This repository is an example of how to build a project with Mighty. We use the curriculum learning library Syllabus in a new meta component that lets us compare domain randomization to base algorithms on different MiniGrid environments.
You can install all dependencies by first creating a new virtual environment:
pip install uv
uv venv --python 3.11
source .venv/bin/activate
And then running:
make install
This example repository mimics several relevant components of real RL projects:
- runscripts for local and parallel cluster evaluation in the 'runscripts' directory
- pre-computed results you can inspect in 'runs'
- code for the domain randomization interface in 'mighty_domain_randomization/mighty_syllabus_dr.py' and 'mighty_domain_randomization/env_task_wrapper.py'
- visualization of the results in 'mighty_domain_randomization/plots.ipynb'
Everything should immediately be runnable locally, for the parallel cluster options you'll need to complete the config files in 'mighty_domain_randomization/configs/cluster' with your partition names.

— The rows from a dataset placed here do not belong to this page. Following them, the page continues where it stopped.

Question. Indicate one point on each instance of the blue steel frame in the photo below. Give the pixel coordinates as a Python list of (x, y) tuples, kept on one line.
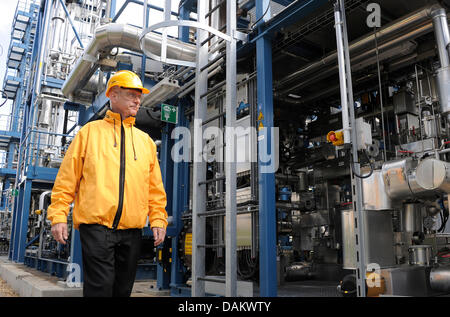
[(267, 214), (30, 176), (180, 192)]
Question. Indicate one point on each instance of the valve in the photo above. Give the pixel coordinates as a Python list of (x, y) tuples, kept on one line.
[(336, 137)]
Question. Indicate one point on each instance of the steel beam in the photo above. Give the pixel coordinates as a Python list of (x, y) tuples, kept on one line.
[(267, 216)]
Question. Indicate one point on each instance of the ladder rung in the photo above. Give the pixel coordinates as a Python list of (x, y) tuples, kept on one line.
[(210, 279), (215, 8), (211, 246), (213, 35), (212, 62), (217, 116), (214, 89), (212, 180)]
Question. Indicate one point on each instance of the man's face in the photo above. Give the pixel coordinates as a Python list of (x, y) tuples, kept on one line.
[(125, 101)]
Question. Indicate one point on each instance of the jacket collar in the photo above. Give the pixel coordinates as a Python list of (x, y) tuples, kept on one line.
[(114, 116)]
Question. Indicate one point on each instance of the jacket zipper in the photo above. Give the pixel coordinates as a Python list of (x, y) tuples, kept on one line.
[(121, 179)]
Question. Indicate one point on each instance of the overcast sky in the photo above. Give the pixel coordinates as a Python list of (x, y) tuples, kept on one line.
[(132, 15)]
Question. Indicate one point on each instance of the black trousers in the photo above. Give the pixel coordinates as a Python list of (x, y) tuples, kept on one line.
[(109, 260)]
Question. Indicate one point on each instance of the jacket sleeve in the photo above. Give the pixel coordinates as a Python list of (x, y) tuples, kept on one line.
[(68, 180), (157, 198)]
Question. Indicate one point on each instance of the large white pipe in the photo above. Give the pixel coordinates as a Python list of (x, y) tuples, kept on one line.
[(123, 36)]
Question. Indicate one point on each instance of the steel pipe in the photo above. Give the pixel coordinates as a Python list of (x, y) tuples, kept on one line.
[(124, 36)]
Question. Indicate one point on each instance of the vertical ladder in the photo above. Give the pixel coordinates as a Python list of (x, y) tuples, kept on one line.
[(199, 211), (350, 138)]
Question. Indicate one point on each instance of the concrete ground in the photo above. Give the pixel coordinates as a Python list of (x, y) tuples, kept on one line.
[(18, 280)]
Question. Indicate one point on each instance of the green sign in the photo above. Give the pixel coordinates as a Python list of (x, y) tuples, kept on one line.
[(169, 114)]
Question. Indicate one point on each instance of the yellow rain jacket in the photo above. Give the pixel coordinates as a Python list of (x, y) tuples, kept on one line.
[(112, 173)]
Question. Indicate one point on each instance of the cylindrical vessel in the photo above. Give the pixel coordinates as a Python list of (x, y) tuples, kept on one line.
[(433, 174), (420, 255), (440, 278), (395, 176), (411, 218)]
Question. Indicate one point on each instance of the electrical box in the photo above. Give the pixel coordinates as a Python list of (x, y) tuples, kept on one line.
[(364, 134)]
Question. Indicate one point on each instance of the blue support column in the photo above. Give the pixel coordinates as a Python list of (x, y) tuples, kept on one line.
[(180, 183), (21, 227), (267, 215), (180, 204), (163, 275)]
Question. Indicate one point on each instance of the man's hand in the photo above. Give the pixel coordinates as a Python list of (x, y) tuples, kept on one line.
[(159, 235), (59, 232)]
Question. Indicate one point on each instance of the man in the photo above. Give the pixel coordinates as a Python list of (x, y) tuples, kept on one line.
[(112, 173)]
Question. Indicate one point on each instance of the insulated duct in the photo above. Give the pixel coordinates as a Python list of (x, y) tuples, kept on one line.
[(418, 20), (124, 36)]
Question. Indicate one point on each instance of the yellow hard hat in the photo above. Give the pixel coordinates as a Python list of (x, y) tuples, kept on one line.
[(126, 79)]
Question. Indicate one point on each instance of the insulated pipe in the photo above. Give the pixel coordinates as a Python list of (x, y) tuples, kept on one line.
[(123, 36), (342, 76), (442, 35), (390, 31)]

Syllabus provides several curriculum options which need to have access to a task space object and then be updated and called during training. So to use such a curriculum in training, we have to:
- Create an environment with a Syllabus TaskSpace
- Initialize the curriculum
- Query the curriculum for fresh tasks when needed
- Update the curriculum with runtime information
The Mighty meta components can interact with most parts of the RL loop, so they're ideal for this example. After initializing the curriculum, we make sure to update to the correct task whenever one of our environments is reset:
def change_task_on_reset(self, metrics):
"""Change the task when the environment resets."""
if "transition" in metrics:
# We reset only the tasks that need a reset
reset_at = np.where(metrics["transition"]["dones"])[0]
else:
# If there aren't any transitions in the metrics yet, we reset everything
reset_at = np.arange(len(metrics["env"].envs))
# Get curriculum tasks
next_task = self.curriculum.sample(k=len(reset_at))
# Change the task in the environment
metrics["env"].change_task(next_task, reset_at)
metrics["instance"] = next_task
And then we implement a function to tell the curriculum about current episode statistics:
def batch_dr_update(self, metrics):
"""Update the curriculum based on the episode metrics."""
# For simplicity, we ignore episode length, env name and task completion here
self.curriculum.update_on_episode(
metrics["episode_reward"],
length=1,
task=metrics["env"].get_task(),
progress=False,
env_id="default",
)
The tricky part is to interface with MiniGrid. Syllabus provides an example task space we build upon, but we want to use vectorized environments with image observations. So on init, we first make sure our observation spaces work for this setting and define our task space:
def __init__(self, env: gym.Env):
"""Initialize the VecMinigridTaskWrapper ans set up single env spaces."""
super().__init__(env)
# Get the single observation space
self.single_observation_space, self.observation_space, self.out_shape = (
self.get_image_observation_space()
)
# Set up task space
self.task_space = DiscreteTaskSpace(200)
self.task = np.zeros(len(self.env.envs), dtype=np.int32)
self.reset_kwargs = {}
Then we implement how we change tasks for envs that need a reset:
def change_task(self, new_task, change_positions):
"""Reset selected environments with a new task."""
for i, pos in enumerate(change_positions):
seed = int(new_task[i])
self.task[pos] = seed
self.envs[pos].reset(seed=seed, **self.reset_kwargs)
If you want to run the experiments in this repo, we recommend starting with our runscripts. They show how to run hyperparameter optimization, different environments as well as baselines. Of course you can add your own variations on top (switching algorithms, etc.). If you want to add new environment, remember they need a task space wrapper! You can use the pre-defined ones from Syllabus, but you will need to make sure to only run a single environment at a time - or you create a vectorized version similar to our MiniGrid wrapper.